I've mostly used argparse for making command-line scripts in python, and the idiom I generally use is that I assign the arguments as attributes of an object, then parse them individually to a variable that matches their attribute name. This seems a little repetitive. Is there a way to assign them all into the global namespace and cut out the assignment step; or as is often the case when some python behavior seems counter-intuitive to me, can some wise, python expert point out that there a good reason I should not do this or want to do this?
What I have now is this:
if __name__ == "__main__":
parser = argparse.ArgumentParser()
parser.add_argument("--db",type=str, dest='db', nargs='?', default="test")
parser.add_argument("--collection",type=str, dest='collection', nargs='?', help="Collection, default is test", default="test")
args = parser.parse_args()
db = args.db # gross!
collection = args.collection # yuck!
print(db)
print(collection)
What I'd like this is:
if __name__ == "__main__":
parser = argparse.ArgumentParser()
parser.add_argument("--db",type=str, dest='db', nargs='?', default="test")

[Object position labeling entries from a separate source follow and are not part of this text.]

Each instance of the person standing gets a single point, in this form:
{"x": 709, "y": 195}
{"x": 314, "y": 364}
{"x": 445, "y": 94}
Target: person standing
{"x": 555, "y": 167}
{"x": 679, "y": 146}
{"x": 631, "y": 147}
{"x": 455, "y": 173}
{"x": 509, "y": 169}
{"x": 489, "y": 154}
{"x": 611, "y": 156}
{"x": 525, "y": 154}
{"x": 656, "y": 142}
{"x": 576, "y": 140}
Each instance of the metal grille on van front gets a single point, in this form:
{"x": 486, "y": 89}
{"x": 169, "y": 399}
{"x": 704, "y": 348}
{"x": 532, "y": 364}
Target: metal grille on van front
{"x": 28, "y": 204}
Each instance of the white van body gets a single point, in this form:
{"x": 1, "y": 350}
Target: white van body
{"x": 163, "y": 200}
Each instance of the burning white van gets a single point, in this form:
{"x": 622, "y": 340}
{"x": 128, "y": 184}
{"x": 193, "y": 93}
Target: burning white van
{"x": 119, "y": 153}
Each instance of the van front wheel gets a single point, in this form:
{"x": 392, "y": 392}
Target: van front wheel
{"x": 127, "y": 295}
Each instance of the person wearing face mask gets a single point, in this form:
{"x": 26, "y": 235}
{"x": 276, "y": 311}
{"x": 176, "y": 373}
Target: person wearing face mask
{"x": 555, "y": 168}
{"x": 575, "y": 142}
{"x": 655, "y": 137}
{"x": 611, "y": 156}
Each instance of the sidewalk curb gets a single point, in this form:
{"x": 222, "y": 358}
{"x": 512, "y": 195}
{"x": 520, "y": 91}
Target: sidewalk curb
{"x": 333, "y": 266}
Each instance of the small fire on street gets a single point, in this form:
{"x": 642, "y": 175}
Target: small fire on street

parser.add_argument("--collection",type=str, dest='collection', nargs='?', help="Collection, default is test", default="test")
parser.SUPER_parse_args() # now, db and collection are already in the namespace!
print(db)
print(collection)
It doesn't seem like much when I only have 2 arguments, but if I have 10 or so, doubling the assign steps, where I rename into the global namespace the attributes that already exist in the args object, starts to bug me.